Strong 2014 predicted for Chinese property market | 28 January 2014
China’s commercial property is set for a strong 2014, provided the wider economy isn’t blighted by over-regulation or restriction.
New figures released by Knight Frank reveal that new retail property supply reached half a million sq m over 2013, with a vacancy rate below 10 per cent. Large-scale downtown shopping malls are thought to be among the biggest drivers of this activity, with the likes of K11, iapm and the second phase of Jing’an Kerry Centre combining to be worth some 342,000 sq m- a 16.8 per cent rise year-on-year.

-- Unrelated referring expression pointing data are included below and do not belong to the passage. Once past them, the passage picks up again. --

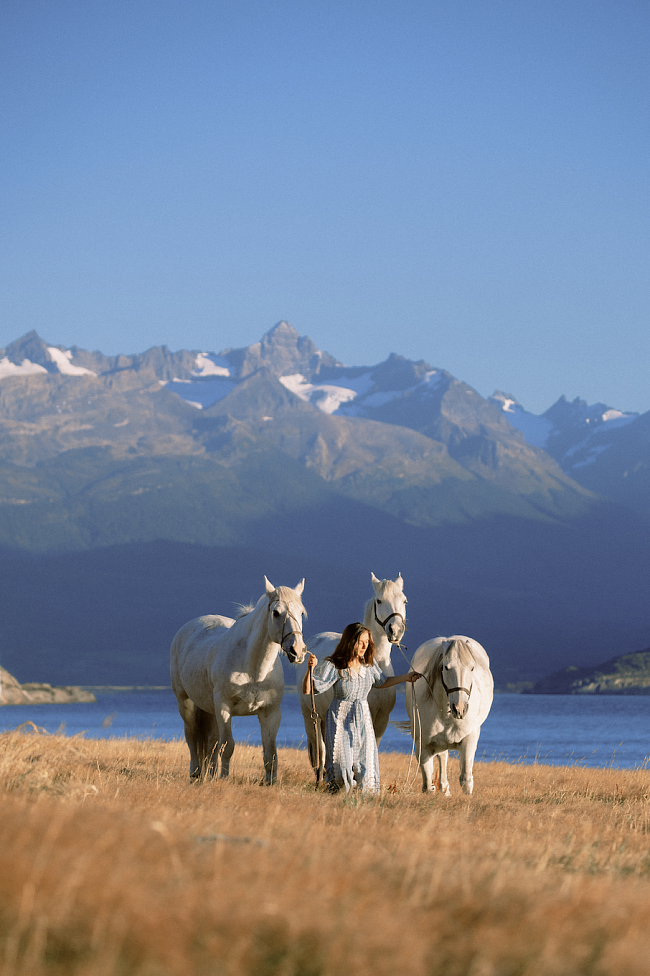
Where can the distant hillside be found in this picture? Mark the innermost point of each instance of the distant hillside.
(627, 674)
(139, 490)
(606, 450)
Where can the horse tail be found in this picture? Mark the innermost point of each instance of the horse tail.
(204, 722)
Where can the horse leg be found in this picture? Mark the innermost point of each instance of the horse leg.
(187, 710)
(442, 773)
(467, 751)
(225, 745)
(269, 724)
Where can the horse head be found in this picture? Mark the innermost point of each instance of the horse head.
(456, 674)
(286, 614)
(390, 607)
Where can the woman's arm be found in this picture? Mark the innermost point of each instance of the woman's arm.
(398, 678)
(306, 681)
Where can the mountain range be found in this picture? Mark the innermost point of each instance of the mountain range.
(137, 491)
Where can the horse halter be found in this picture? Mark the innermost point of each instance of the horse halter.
(382, 623)
(289, 633)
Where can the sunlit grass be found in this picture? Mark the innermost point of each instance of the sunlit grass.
(111, 862)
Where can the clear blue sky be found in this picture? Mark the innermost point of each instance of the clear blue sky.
(463, 181)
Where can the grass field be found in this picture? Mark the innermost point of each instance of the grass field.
(113, 864)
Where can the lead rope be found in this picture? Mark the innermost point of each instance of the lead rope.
(416, 714)
(314, 717)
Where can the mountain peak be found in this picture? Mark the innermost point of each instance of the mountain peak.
(282, 351)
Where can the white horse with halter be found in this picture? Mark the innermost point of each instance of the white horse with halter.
(448, 706)
(385, 617)
(222, 667)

Specifically, Shanghai saw the finishing of some 510,000 sq m of Grade-A office space over the past year expected to amount to a total value of RMB30 million.

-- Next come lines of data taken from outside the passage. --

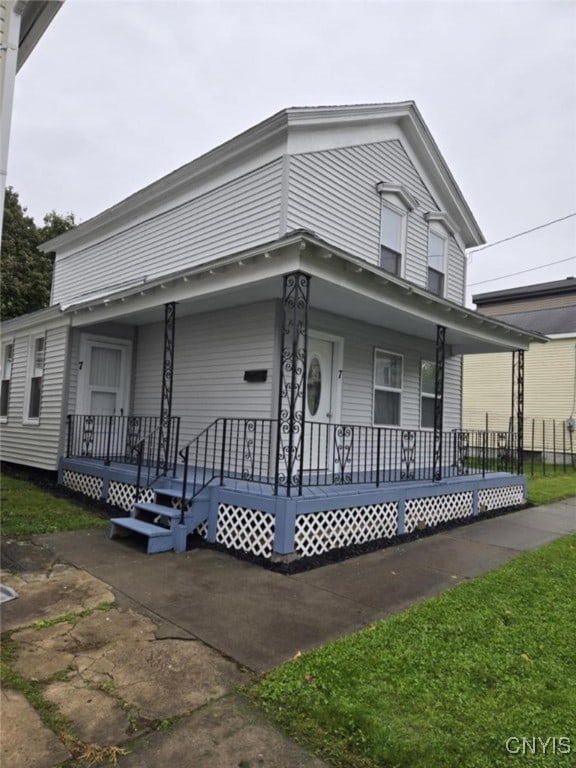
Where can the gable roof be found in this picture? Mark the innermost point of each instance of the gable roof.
(556, 320)
(278, 134)
(537, 290)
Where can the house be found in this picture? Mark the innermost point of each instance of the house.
(22, 24)
(550, 370)
(265, 345)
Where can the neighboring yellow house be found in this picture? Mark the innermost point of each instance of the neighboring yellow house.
(550, 369)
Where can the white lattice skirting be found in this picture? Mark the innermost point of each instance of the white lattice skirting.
(498, 498)
(89, 485)
(431, 510)
(322, 531)
(249, 530)
(123, 495)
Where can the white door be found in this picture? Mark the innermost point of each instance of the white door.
(105, 379)
(320, 403)
(103, 396)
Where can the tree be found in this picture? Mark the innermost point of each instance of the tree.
(26, 272)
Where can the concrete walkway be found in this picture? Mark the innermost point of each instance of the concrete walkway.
(260, 618)
(152, 681)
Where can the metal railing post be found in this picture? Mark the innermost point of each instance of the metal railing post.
(223, 451)
(183, 499)
(109, 440)
(140, 450)
(176, 444)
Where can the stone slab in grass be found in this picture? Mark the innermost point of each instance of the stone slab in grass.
(95, 717)
(62, 592)
(118, 650)
(227, 733)
(25, 742)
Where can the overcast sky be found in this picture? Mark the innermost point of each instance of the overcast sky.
(117, 94)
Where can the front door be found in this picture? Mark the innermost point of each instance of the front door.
(104, 377)
(103, 395)
(320, 402)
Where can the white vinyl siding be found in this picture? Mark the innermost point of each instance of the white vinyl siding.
(549, 386)
(39, 443)
(455, 289)
(212, 351)
(240, 214)
(35, 375)
(333, 193)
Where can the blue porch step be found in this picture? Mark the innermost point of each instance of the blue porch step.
(160, 539)
(157, 509)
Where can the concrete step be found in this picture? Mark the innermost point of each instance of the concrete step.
(159, 539)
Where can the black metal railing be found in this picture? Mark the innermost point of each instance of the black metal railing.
(116, 438)
(233, 448)
(157, 454)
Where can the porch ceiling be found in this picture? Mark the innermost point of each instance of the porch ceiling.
(340, 284)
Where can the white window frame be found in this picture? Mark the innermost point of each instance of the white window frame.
(27, 419)
(380, 388)
(434, 231)
(7, 375)
(402, 252)
(397, 199)
(423, 394)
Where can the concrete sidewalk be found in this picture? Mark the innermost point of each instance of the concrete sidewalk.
(152, 681)
(260, 618)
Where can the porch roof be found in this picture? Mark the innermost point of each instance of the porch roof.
(341, 284)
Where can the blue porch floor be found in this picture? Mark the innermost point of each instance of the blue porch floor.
(127, 473)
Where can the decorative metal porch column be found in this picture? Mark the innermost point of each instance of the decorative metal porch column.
(439, 401)
(517, 417)
(292, 385)
(167, 385)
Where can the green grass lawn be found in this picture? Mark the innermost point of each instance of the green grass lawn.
(27, 509)
(448, 682)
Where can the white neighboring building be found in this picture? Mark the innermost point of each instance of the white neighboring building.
(287, 313)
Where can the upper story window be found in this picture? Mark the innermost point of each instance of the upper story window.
(436, 263)
(397, 203)
(35, 376)
(388, 376)
(7, 360)
(391, 240)
(441, 229)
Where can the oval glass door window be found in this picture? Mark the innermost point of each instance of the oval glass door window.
(314, 386)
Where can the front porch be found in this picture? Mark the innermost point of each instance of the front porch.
(370, 483)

Overall rental values across China have remained largely stable, henrywiltshire.co.uk reports. In the residential property world, meanwhile, luxury homes have soared by 17.1 per cent. In Shanghai, the comparative figure is 7.3 per cent.
All of this has pointed to strong growth in the country’s commercial property market – although Knight Frank noted that building restrictions, such as those exerted on Guangzhou, are likely to cool the growing market and potentially rein in any widespread growth.
The report, propertywire.com notes, claimed that the unstable global economy – coupled with slower retail sales – is likely to restrict expansion by international brands. Despite this, however, the retail leasing market still saw moderate growth, with a change in spending patterns helping to stimulate the expansion of mid-range brands.
The views expressed in this post are those of the author and are not necessarily those of Qube Global Software. All facts are verified where possible directly by the author.